Kozyrev faced three looming international crises. The first is the war in Chechnya, with its gruesome reminder that human rights remain a diplomatic minefield. This was supposed to have been pushed onto the back burner by a truce agreement.
The second is Russian opposition to the expansion of NATO, and the repeated demands of Defense Minister Pavel Grachev to renegotiate the Conventional Forces in Europe treaty, to allow Russia to reinforce its troops in eastern Russia and the Caucasus. Kozyrev hoped to reach a deal, getting American agreement to a renegotiation of the CFE treaty on the troop equipment levels in the Caucasus region, in return for some emollient words about NATO expansion.

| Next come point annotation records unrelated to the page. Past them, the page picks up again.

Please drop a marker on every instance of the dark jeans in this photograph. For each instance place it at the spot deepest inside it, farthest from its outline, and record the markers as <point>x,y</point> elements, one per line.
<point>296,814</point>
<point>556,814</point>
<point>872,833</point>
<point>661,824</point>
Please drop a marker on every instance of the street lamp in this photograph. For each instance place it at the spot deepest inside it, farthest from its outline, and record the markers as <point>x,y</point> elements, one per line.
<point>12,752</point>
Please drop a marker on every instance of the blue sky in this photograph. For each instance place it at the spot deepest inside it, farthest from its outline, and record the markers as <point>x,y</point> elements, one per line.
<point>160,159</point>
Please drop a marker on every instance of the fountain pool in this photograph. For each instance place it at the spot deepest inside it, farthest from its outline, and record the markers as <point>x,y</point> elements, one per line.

And finally, Kozyrev did not take seriously the American concern about the nuclear technology and power station deal with Iran. Asked this week what it would take to get Russia to cancel the contract, he quipped "about $1.5 billion." The joke did not go down well in Washington.
Kozyrev believes his own scientists, who say the Iranians will get no material advantage from the deal in their effort to develop nuclear weapons. After all, it is not in Moscow's interest for a new nuclear power to emerge near its unstable southern borders.
The Kozyrev strategy began to fail when the war in Chechnya flared up again this week, just as the Americans had warned him it would. Also, the Americans were hardly unprepared for a softer line from Moscow on NATO expansion. The Hungarians have already reported to Washington that during their last Kremlin talks, Yeltsin said he was comfortable with their joining the NATO alliance.
Then Kozyrev massively underestimated the strength of American opposition to the nuclear deal with Iran. President Clinton's announcement this week of a full-scale U.S. economic embargo on Iran is deadly serious. And it was accompanied by Secretary of State Warren Christopher declaring that he would be putting pressure on America's G-7 partners -- "in the strongest terms" -- to support the embargo.
Finally, the Americans do not take Kozyrev seriously any more. They are fed up with what they say is his pattern of sounding reasonable in private, and bellicose in public.
"We know Kozyrev has been under a lot of pressure for a long time, but are not even sure he is entirely sane any more," confided one senior U.S. official. "There are behavior patterns that are off the wall. Hour-long monologues. Wierd and maudlin stuff. If there was a Nobel prize for self-pity, this guy would get it."
Last month in Copenhagen, this bizarre version of a Russian foreign minister was on public and pitiful display. Some of those present thought he was drunk. Kozyrev rambled on about the West's responsibility for force-feeding Russian nationalism and warned that U.S. and European policies were condemning him to the gulag.
Maybe it was just a desperate piece of diplomatic dramatics that backfired. But this is no way to prepare what looks to be the most important US-Russian summit since the Berlin Wall came down.